The phrase probably sprang organically from boardrooms around the world loaded with people giving their 110 percent in sharing best practices via some kind of trickle-down effect. I mean, these are suits prioritizing important tasks 24-7 and leaving nothing to the back burner. They know that hindsight is 20-20 and dotting your Is is the bottom line. Having said that, others must re-evaluate their methodologies so that they can leverage a seamless transition to a level playing field under a glass ceiling. They need synergy in order to think outside the box in cutting edge ways to reach out to customers before circling back to discuss value-added options to employ an interface that is a true game-changer. I mean, it’s not rocket science.
Office workers and professional sports players are bathed in clichés. Now, all segments of society tend to speak in such ways when wishing to sound knowledgeable on a subject. But it is a way of speaking that is actually not a way of speaking at all. Everybody should be falling down to the pavement while off to buy a bag of milk because they have permitted too many tired clichés to slip past their teeth and fly through their lips that all energy in their bodies has fled.
At the end of the day is the king. And the absolute worst. Here is what I know about this phrase: it is a song in “Les Miserables”, it is the first full-length LP by a Malaysian band called “Disagree” (they were teenagers when they so creatively named their release), and there is a TV movie titled “At the end of the day: the Sue Rodriguez Story.”
When I hear the phrase, I can no longer pay attention. There is a vacuum in my brain that sucks my attention and its on-switch is the phrase ATEOTD. What, on the face of God’s Earth, does this mean? It is, as Urban Dictionary calls it, a “rubbish phrase”, an “irritating verbal crutch” and a saying used by people to prove a point that they cannot otherwise express. It is a black hole. It is also, as you might have hypothesized, one of my more intense pet peeves.
The problem is you can’t escape it. It is always, at any hour of the day, the end of the day because somebody says it. Do drug dealers in darkened alleys inform their customers that at the end of the day the price is set by market standards?
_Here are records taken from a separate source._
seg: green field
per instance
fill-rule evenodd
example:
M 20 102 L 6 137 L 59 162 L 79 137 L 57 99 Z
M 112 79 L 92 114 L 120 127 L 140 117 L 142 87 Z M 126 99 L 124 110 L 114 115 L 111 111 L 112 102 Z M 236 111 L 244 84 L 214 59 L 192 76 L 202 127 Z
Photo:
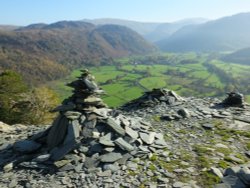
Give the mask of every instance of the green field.
M 199 97 L 223 97 L 229 90 L 239 89 L 247 94 L 249 101 L 250 66 L 229 64 L 216 59 L 208 61 L 207 57 L 207 54 L 198 56 L 194 53 L 161 54 L 160 57 L 123 58 L 112 66 L 83 68 L 88 68 L 95 76 L 96 82 L 106 92 L 104 101 L 111 107 L 122 105 L 145 91 L 160 87 L 175 90 L 183 96 Z M 213 66 L 212 69 L 209 66 Z M 79 75 L 80 69 L 74 70 L 67 78 L 53 82 L 51 86 L 64 99 L 71 93 L 65 83 Z M 243 84 L 235 85 L 237 83 Z

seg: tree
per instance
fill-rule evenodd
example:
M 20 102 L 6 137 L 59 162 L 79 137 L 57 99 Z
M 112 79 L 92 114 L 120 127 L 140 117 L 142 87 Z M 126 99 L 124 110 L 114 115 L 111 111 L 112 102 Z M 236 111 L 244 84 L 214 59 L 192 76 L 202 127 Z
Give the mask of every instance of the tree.
M 29 92 L 25 101 L 29 101 L 27 116 L 30 123 L 50 123 L 55 117 L 50 111 L 59 104 L 59 97 L 53 90 L 42 86 Z
M 28 91 L 21 75 L 14 71 L 4 71 L 0 74 L 0 121 L 16 123 L 24 113 L 16 108 L 16 104 Z
M 29 91 L 22 77 L 13 71 L 0 74 L 0 121 L 8 124 L 48 123 L 54 117 L 49 111 L 59 98 L 47 87 Z

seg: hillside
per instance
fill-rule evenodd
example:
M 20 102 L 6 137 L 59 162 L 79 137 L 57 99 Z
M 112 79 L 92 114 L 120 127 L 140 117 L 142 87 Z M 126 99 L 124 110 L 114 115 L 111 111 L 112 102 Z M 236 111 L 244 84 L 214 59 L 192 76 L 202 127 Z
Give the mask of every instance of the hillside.
M 121 19 L 94 19 L 94 20 L 85 19 L 84 21 L 95 25 L 105 25 L 105 24 L 123 25 L 138 32 L 148 41 L 156 42 L 162 39 L 166 39 L 174 32 L 178 31 L 180 28 L 186 25 L 201 24 L 206 22 L 207 19 L 191 18 L 169 23 L 137 22 L 137 21 L 121 20 Z
M 249 47 L 250 13 L 186 26 L 157 42 L 164 51 L 233 51 Z
M 110 109 L 89 71 L 68 86 L 51 126 L 0 122 L 0 187 L 249 187 L 250 106 L 241 95 L 158 88 Z
M 53 80 L 68 70 L 156 48 L 124 26 L 61 21 L 0 31 L 0 70 L 13 69 L 29 82 Z
M 250 65 L 250 48 L 244 48 L 228 54 L 224 56 L 222 60 L 237 64 Z

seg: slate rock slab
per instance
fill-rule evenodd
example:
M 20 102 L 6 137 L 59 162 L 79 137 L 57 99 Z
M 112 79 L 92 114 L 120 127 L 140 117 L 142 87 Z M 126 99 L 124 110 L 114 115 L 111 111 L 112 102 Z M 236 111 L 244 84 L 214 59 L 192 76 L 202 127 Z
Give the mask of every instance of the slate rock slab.
M 36 143 L 32 140 L 22 140 L 14 144 L 14 150 L 21 153 L 32 153 L 37 151 L 41 147 L 41 144 Z
M 107 163 L 113 163 L 121 158 L 122 154 L 115 152 L 107 153 L 100 156 L 101 162 L 107 162 Z
M 121 127 L 121 125 L 117 124 L 113 119 L 108 118 L 107 125 L 119 135 L 122 135 L 122 136 L 125 135 L 125 130 Z

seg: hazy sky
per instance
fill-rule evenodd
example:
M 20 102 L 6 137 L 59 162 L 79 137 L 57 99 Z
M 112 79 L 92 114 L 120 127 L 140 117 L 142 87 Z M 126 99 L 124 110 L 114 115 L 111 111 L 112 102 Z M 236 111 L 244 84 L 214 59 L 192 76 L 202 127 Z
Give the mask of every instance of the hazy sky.
M 0 24 L 120 18 L 172 22 L 250 12 L 250 0 L 0 0 Z

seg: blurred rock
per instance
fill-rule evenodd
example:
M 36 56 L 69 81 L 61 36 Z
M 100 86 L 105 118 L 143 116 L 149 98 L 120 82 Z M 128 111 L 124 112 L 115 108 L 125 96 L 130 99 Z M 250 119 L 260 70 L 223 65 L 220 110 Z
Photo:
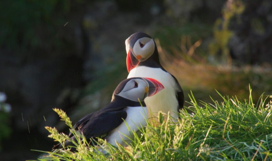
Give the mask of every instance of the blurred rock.
M 242 12 L 230 15 L 228 10 L 235 11 L 242 6 Z M 237 63 L 271 63 L 272 1 L 229 0 L 223 12 L 226 14 L 222 24 L 226 24 L 233 34 L 228 47 L 230 55 Z
M 205 17 L 206 20 L 216 18 L 220 14 L 225 1 L 225 0 L 165 0 L 164 3 L 166 13 L 169 16 L 185 22 L 196 15 L 198 19 L 201 16 Z M 204 15 L 206 16 L 203 16 Z

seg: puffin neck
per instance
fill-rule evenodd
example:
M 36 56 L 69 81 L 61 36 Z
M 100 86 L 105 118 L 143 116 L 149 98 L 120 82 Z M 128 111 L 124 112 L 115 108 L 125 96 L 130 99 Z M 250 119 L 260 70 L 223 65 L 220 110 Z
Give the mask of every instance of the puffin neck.
M 116 95 L 115 94 L 114 94 L 114 98 L 112 101 L 112 103 L 116 104 L 116 106 L 139 107 L 141 106 L 141 104 L 143 107 L 146 106 L 144 101 L 141 101 L 140 104 L 138 101 L 133 101 Z

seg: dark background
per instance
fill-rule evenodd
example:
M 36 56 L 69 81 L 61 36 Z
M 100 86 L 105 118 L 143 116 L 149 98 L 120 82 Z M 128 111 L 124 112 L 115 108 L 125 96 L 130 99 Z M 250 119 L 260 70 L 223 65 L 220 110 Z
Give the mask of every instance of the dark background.
M 242 100 L 249 84 L 256 101 L 272 92 L 270 0 L 1 1 L 0 20 L 0 92 L 12 107 L 0 108 L 3 160 L 51 150 L 44 126 L 68 132 L 53 108 L 74 123 L 108 103 L 136 32 L 155 40 L 186 101 L 190 90 L 221 100 L 215 89 Z

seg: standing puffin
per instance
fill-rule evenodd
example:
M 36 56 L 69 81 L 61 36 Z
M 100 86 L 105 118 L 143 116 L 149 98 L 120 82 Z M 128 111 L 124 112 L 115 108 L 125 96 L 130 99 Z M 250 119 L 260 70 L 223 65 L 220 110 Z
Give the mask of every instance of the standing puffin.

Why don’t we say “What matters most is….” or “Most importantly…” or “We need to focus on…” or any other neater, more expressive and more amazingly not-vague phrase.
I want everyone to stop using it. Can we all agree? We need a website so that everyone in the world can go and agree to stop doing something. That would actually, as I think more of it, solve most of the global issues. I think we should start with the death of the ATEOTD phrase.
There is only one thing that this phrase means. The only thing in which it is not vague at all. In fact, it is most accurate in describing this thing.
At the end of the day, it is tomorrow.